Mi respuesta es que conviene ciertamente a los individualistas prestos, para tomar una expresión de Stirner, perder algo de su libertad para que se afirme su individualidad. ¿Qué persiguen asociándose, en el dominio sentimental sexual, un número dado de individualistas? ¿Será aumentar, mantener o reducir más y más el sufrimiento? Si lo que persiguen es este último fin, si es en la desaparición del sufrimiento donde se afirma su individualidad de asociados, en la esfera que nos ocupa, el amor perderá gradualmente su carácter pasional para llegar a ser una simple manifestación de compañerismo; el monopolio, la arbitrariedad, el reparo a darse desaparecerán cada día más, haciéndose cada vez más raros. Ésa es la camaradería amorosa.

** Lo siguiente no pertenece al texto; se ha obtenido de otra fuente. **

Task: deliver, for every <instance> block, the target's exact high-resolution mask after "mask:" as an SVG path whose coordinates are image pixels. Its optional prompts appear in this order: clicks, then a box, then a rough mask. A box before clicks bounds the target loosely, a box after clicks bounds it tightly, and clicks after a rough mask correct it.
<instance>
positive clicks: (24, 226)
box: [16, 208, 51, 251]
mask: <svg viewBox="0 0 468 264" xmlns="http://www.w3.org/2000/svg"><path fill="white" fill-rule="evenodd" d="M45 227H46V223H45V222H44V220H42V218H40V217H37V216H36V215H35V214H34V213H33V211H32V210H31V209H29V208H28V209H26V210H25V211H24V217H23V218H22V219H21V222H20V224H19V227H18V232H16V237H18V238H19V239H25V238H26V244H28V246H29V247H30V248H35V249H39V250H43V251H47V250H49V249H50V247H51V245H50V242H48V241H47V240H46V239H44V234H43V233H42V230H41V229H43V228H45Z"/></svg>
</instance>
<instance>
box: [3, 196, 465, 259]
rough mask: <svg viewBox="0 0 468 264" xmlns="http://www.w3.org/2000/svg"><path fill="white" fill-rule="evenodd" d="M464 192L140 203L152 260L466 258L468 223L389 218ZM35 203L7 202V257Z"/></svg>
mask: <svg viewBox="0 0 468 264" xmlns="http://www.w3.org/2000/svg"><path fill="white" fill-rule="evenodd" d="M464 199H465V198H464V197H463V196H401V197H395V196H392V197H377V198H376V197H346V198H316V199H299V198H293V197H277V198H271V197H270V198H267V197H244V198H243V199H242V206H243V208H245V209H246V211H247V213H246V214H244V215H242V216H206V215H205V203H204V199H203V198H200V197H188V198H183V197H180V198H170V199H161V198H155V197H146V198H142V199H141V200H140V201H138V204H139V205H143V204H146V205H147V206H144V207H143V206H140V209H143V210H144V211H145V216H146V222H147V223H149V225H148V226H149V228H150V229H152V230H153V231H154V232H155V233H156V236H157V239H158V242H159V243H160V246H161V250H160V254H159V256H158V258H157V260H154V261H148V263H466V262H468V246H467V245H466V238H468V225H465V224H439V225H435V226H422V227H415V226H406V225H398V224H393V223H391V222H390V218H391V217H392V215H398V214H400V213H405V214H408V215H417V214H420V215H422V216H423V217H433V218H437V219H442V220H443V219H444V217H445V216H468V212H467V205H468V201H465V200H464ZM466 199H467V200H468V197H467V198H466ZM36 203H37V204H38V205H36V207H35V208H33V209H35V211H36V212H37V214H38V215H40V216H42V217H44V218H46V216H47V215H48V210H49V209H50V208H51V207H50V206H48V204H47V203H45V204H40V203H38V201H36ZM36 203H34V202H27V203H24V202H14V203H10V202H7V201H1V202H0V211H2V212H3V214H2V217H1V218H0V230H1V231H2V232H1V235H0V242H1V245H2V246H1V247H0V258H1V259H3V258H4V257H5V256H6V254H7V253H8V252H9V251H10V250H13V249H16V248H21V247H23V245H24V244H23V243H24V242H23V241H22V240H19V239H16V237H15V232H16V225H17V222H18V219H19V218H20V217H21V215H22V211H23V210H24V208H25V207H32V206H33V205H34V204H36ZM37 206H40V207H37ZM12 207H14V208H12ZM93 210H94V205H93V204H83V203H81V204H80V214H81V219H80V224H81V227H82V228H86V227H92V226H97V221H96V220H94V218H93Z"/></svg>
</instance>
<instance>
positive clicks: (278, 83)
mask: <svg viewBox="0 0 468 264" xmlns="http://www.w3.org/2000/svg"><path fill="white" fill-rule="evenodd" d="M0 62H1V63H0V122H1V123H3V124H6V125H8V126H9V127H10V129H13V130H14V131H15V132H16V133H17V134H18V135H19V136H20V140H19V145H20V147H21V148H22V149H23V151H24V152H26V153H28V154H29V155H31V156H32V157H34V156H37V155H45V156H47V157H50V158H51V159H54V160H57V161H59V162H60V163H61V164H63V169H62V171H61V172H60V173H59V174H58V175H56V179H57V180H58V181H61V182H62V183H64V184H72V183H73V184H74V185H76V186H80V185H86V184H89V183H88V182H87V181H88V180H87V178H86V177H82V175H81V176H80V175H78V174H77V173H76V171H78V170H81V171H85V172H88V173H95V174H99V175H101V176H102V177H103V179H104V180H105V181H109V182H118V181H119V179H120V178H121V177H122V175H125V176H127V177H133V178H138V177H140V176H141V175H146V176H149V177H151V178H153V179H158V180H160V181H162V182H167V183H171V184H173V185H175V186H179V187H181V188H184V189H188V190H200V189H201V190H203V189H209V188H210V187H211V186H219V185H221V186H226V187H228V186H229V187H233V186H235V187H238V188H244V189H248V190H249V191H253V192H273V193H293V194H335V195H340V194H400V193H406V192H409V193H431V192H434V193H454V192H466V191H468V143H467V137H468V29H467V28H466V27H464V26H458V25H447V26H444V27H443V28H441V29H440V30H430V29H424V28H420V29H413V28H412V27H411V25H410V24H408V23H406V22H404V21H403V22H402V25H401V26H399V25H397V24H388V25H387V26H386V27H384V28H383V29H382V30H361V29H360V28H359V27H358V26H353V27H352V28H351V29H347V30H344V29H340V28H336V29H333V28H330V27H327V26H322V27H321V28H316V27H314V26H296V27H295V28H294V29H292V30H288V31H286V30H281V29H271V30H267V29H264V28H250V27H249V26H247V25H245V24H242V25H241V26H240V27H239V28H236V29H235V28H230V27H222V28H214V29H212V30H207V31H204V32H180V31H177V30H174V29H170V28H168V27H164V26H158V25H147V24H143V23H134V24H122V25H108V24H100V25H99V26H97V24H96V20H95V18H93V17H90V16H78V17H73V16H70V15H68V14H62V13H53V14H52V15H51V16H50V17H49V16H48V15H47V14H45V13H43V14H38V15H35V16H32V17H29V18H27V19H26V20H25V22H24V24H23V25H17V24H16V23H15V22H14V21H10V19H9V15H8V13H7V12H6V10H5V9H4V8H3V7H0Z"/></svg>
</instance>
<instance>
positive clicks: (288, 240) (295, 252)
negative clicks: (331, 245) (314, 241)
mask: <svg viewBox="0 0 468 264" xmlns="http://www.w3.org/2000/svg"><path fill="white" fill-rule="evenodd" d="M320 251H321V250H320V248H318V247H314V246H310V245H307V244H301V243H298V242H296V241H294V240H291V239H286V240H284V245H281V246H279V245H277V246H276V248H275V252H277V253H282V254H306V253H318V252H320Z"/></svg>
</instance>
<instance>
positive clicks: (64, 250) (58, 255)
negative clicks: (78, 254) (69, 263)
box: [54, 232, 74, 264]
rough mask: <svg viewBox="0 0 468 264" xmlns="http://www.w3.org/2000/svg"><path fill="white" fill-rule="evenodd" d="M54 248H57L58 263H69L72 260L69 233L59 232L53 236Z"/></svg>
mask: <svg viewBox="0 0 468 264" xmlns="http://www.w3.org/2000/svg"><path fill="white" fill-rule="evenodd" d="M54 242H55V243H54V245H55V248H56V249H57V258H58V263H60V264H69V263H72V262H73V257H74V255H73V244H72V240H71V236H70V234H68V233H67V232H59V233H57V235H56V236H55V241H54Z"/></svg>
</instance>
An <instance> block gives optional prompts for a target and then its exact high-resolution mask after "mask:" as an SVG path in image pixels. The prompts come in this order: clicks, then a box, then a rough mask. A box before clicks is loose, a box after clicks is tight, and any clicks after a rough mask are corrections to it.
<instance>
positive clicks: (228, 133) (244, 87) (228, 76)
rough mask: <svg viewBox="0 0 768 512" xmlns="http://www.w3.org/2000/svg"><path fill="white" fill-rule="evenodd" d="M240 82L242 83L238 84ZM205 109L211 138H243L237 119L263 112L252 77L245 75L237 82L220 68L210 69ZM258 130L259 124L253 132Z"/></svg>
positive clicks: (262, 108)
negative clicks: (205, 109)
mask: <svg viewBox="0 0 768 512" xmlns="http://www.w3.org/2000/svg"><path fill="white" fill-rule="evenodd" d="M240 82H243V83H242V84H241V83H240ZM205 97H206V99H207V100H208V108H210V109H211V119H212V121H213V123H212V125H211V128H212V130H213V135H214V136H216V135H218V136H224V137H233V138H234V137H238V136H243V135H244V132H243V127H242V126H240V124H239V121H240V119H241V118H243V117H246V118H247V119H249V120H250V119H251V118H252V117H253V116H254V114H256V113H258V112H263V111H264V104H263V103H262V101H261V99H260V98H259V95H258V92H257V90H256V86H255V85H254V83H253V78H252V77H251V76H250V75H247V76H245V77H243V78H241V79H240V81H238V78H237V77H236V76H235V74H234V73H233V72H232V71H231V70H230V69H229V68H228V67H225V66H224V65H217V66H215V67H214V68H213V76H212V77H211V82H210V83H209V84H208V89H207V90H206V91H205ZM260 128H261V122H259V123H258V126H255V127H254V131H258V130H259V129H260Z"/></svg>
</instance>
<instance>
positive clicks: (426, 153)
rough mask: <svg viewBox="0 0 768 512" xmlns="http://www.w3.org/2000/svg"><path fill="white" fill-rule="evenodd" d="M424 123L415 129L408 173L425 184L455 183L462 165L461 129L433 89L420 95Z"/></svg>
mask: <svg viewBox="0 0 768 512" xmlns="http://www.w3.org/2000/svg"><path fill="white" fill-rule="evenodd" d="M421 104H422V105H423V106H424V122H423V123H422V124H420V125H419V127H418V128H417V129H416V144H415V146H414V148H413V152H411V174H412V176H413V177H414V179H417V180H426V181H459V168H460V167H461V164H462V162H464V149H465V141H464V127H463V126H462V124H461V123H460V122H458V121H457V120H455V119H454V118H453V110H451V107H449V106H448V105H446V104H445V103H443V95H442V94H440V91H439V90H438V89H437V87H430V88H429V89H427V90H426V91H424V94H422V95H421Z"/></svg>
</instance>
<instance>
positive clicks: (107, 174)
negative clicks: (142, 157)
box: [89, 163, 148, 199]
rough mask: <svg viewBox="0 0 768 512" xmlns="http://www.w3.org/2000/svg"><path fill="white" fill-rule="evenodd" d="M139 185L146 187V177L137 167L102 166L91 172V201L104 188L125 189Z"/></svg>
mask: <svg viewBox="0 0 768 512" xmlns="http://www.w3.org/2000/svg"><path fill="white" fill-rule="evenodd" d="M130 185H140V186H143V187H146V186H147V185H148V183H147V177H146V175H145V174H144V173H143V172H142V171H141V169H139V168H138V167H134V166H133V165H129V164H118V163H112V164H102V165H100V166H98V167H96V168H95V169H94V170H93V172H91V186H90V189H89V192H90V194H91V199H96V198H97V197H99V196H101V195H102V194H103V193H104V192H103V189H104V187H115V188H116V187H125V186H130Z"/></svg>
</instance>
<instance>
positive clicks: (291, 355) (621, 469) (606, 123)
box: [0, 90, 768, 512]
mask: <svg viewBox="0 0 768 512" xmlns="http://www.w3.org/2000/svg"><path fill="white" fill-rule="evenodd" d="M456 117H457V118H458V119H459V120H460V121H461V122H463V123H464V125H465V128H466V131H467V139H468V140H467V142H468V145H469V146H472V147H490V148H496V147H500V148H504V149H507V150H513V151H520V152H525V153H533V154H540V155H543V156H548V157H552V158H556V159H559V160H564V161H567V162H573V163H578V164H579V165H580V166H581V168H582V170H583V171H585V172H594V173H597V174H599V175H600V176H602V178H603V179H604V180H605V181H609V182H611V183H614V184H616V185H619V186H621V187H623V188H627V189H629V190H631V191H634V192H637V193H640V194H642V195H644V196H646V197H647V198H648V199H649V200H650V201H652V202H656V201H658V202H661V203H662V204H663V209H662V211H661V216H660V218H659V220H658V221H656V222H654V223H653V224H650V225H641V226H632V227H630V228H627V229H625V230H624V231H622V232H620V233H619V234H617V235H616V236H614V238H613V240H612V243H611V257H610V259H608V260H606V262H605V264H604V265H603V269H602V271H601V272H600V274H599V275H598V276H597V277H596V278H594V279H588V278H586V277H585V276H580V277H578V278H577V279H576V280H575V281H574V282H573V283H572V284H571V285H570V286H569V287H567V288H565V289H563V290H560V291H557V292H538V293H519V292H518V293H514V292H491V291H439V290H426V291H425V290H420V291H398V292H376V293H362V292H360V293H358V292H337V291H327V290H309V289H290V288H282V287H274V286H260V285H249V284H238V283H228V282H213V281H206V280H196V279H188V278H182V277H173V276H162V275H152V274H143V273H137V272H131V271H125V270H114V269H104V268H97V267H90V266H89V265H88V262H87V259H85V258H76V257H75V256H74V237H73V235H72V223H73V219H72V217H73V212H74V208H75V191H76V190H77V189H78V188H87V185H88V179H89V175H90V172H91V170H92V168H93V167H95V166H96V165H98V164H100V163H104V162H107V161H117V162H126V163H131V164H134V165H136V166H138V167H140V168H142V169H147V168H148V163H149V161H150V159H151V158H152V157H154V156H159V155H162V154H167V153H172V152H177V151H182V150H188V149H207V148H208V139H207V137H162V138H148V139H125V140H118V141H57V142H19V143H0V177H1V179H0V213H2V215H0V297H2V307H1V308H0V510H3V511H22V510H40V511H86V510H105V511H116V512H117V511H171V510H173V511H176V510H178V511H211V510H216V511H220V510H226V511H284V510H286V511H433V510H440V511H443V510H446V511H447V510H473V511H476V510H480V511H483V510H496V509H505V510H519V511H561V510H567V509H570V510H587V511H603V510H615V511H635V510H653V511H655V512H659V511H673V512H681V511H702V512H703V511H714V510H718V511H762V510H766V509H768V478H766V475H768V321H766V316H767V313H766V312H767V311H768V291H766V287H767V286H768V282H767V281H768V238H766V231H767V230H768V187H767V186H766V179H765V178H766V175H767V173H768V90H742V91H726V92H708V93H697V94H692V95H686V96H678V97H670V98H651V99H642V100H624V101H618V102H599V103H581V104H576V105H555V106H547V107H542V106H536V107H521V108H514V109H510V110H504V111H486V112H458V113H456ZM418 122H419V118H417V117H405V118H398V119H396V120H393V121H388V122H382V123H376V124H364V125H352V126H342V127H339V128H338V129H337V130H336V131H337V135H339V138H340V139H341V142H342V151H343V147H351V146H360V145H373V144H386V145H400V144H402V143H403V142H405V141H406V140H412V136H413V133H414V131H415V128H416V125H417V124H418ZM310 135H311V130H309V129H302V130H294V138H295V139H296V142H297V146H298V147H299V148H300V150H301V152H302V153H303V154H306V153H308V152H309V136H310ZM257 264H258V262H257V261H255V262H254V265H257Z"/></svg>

¿Qué se entiende por camaradería amorosa? Una concepción de asociación voluntaria englobando las manifestaciones amorosas, los gestos pasionales o voluptuosos. Es una comprensión más completa del compañerismo que la sola camaradería intelectual o económica. Nosotros no decimos que la camaradería amorosa es una forma más elevada, más noble, más pura; decimos simplemente que es una forma más completa de compañerismo. Toda camaradería que comprende tres, dígase lo que se quiera, es más completa que la que sólo comprende dos.
Practicar la camaradería amorosa quiere decir para mí ser un camarada más íntimo, más completo, más próximo. Y por el mero hecho de estar ligado por la práctica de la camaradería amorosa con el que es tu compañero, tu compañera, tú serás para mí -su compañera o su compañero- una o un camarada más cercano, más alter ego, más querido. Entiendo, además, que esto significa servirme de la atracción sexual como de una palanca de compañerismo más amplia, más acentuada. Tampoco he dicho nunca que esta ética estuviese al alcance de todas las mentalidades.
Se nos dice que es necesario indicar a qué puerto ha de ir a parar el individuo que se lanza al océano de la diversidad de las formas de vida sentimental o sexual; el medio anarquista individualista al que yo pertenezco sustenta otro punto de vista. Pensamos nosotros que es a posteriori y no a priori, según la experiencia, la comparación, el examen personal, que el individualista debe decidirse por una forma de vida sexual antes que por otra. Nuestra iniciativa y criterio existen para que nos sirvamos de ellos sin dejarnos disminuir por la diversidad o pluralidad de las experiencias. La tentativa, el ensayo, la aventura no nos da miedo. Embarcarse lleva consigo riesgos que conviene calcular; hay que mirar bien de frente antes de tomar el barco. Una vez sobre el mar, ya veremos bien por dónde empuja el viento; lo esencial es que fijemos los ojos en la brújula a fin de quedar con la completa lucidez, aptos siempre a “faire le point”. Calcular dónde estamos. Consideramos la vida como una experiencia, y la experiencia por la experiencia queremos.